Dünkü yazıda Hükümetin özelleştirme gelrilerini keyfi kullandığını çar-çur ettiğini yazmıştık .
Aslında , Özelleştirme Uygulamaları Hakkındaki Kanun’un 2. maddesinde “özelleştirme uygulamalarından elde edilecek gelirlerin genel bütçe harcamalarında kullanılamayacağına” ilişkin hükmü hala yürürlüktedir. Bu yasanın 10. madde hükmü değiştirilerek , yasanın temel felsefesi rafa kaldırıldı ve bu gelirlerin Genel Bütçe’ye aktarılması yolu açıldı .
10 . maddenin değişmesi yoluyla özelleştirme gelirlerinin bütçeye aktarılmış olması , aynı yasanın ilke maddesine de aykırı dır.. Bu nedenle hukuki açıdan özelleştirme gelirlerinin genel bütçeye aktarılıp , aktarılamayacağı tartışmalıdır.
2006 yılı sonuna kadar geçen son dört yılda elde edilen 14.7 milyar dolar tutarındaki özelleştirme gelirinin büyük bir kısmı Hazine Müsteşarlığı’na aktarılarak borç geri ödemelerinde kullanıldı .
SATILANLAR HALKIN MALIDIR.
Özelleştirme gelirleri kamu yatırımlarının özel sektöre devri nedeniyle elde edilen gelirler olduğu için kamu mal varlığındaki azalmanın bir karşılığıdır.

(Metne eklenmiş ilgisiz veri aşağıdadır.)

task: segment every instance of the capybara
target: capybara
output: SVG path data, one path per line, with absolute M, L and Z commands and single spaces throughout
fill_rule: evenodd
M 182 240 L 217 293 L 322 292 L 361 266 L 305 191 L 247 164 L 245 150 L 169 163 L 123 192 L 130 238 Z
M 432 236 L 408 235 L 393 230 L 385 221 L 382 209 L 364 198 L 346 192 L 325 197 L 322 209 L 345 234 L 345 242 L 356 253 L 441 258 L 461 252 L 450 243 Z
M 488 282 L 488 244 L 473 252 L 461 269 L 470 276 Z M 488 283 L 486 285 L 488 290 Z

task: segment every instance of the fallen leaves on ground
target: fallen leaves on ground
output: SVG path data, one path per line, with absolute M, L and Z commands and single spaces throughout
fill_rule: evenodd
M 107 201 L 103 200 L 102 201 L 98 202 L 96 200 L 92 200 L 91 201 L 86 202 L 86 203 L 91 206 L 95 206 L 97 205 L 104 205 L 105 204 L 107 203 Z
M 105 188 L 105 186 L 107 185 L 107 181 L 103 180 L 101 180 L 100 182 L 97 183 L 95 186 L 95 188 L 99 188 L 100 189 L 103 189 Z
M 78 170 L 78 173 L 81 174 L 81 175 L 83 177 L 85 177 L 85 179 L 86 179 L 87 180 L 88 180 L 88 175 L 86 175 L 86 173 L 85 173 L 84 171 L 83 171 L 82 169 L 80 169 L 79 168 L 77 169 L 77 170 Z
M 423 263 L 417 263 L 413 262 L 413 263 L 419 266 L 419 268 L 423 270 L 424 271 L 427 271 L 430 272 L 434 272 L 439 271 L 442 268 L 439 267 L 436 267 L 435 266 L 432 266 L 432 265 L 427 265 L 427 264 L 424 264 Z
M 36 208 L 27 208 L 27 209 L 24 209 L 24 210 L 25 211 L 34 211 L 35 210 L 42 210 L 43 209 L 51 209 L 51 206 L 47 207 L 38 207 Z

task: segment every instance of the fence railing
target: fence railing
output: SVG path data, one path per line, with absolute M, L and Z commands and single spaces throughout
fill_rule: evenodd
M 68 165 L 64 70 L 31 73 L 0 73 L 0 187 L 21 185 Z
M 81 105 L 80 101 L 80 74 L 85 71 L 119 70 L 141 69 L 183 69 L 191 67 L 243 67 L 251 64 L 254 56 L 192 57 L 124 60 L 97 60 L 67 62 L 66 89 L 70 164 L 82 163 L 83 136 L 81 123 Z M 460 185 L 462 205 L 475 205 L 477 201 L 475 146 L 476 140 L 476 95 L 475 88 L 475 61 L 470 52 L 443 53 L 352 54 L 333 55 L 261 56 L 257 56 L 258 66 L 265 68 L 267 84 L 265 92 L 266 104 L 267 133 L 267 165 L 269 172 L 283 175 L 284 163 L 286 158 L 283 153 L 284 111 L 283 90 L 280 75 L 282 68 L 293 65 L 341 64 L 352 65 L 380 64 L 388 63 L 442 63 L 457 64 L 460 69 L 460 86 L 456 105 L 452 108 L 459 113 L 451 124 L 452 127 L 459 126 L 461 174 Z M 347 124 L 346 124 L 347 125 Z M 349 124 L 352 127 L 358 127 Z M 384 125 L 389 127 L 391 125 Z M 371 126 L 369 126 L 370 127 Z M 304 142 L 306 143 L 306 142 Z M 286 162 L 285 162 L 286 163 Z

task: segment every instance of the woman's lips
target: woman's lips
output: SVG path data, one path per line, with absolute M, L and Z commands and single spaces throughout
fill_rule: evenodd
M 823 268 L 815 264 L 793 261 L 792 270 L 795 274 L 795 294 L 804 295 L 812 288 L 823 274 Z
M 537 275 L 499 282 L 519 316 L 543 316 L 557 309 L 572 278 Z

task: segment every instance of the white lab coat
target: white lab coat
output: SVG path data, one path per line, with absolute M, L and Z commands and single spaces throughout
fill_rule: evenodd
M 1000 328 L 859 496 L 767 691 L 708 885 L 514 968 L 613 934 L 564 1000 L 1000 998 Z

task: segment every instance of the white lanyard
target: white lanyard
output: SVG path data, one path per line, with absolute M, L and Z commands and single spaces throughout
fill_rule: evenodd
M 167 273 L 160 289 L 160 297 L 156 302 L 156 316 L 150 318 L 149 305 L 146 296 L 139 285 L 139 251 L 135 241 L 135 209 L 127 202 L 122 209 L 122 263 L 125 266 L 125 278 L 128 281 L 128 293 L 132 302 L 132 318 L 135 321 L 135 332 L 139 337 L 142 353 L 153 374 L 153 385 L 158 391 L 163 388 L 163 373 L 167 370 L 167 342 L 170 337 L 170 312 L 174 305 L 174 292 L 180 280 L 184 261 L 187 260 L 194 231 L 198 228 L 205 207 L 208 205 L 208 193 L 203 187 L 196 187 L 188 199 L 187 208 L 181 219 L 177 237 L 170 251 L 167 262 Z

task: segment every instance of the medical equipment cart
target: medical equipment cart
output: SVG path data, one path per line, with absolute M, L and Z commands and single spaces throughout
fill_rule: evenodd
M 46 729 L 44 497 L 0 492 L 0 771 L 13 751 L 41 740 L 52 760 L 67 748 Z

Bu nedenle kamu mal varlığının asli kamu hizmetlerine yönelik olarak artışında kullanılması ekonomide etkin kaynak dağılımı mantığının gereğidir.
Eğitim ve sağlık alanındaki eksik yatırımlar, altyapıya yönelik bölgesel eksiklikler elde edilen özelleştirme gelirleriyle karşılanması gerekirken,
AKP iktidarı döneminde elde edilen özelleştirme gelirleri borç ve açıklar için kullanıldı… Türkiye ekonomisi büyük bir alt yapı hamlesi fırsatını kaçırdı.
Yine eğer özelleştirme gelirleri altyapı eksikliği ve işsizlik sorunu yaşayan bölgelerde yatırıma dönüştürülseydi, büyük şehirlerde bugün yaşanan göç azalırdı.. Göçün ortaya çıkardığı sorunlar önlenmiş olurdu.
Özetle iktisadi etkinlik açısından kaçırılan fırsat maliyeti büyüktür.
BAŞABAKAN ÖZELLEŞTİRMEYİ KENDİNE BAĞLADI.
AKP iktidarı , özelleştirmede şeffaflığı sağlayan yasal şartları değiştirdi veya ortadan kaldırdı. Özelleştirmede Başbakan kendisini tek yetkili yaptı .
Özelleştirme konusunda ilk ve nihai kararları veren en yetkili karar organı niteliğindeki Özelleştirme Yüksek Kurulu’nun hangi bakanlardan oluşacağı ve Özelleştirme İdaresi’nin özelleştirmeden sorumlu bir Devlet Bakanı’na bağlanması ilkesi, Özelleştirme Uygulamaları Hakkındaki 4046 sayılı Yasa’nın 3’ncü maddesinde belirtilmişken, 2003’de AKP tarafından bu madde değiştirildi .. Özelleştirme Yüksek Kurulu’nun hangi bakanlardan oluşacağı Başbakan’ın yetkisine bırakıldı. Böylece özelleştirme uygulamalarında tek yetkili, “Başbakan” oldu.
2003 yılında bu değişikliğin yapılma nedeni, Özelleştirme İdaresi Başkanlığı’nın bağlı olduğu Devlet Bakanı Abdüllatif Şener’in bir firmayla ilgili sözleşme ile tespit edilmiş özelleştirme bedelinin taksitlerle ödenecek taksit sürelerinin uzatılması talebini yerine getirmeyişi oldu.
Abdüllatif Şener ,Özelleştirme Kanunu’nda yetki veren bir dayanak bulunmadığı gerekçesi söz konusu talebi reddetti. Başbakanın isteği ile Özelleştirme Kanunu’nda değişiklik yapılarak Özelleştirme İdaresi, Devlet Bakanı ve Başbakan Yardımcısı Abdüllatif Şener’den alınarak Maliye Bakanı Kemal Unakıtan’a bağlandı . Yapılan Bakan değişikliği sonucunda talepte bulunan firmaya süre uzatımı verildi.
Özelleştirme şartlarını sonradan değiştirmek ,ihaleye katılan diğer firmaları karşı haksız rekabet oluşturuyor. Özelleştirmede şeffaflığı ortadan kaldırıyor. İhaleden önce anlaşmalar ve adam kayırmalar şeklinde yolsuzluğa neden oluyor.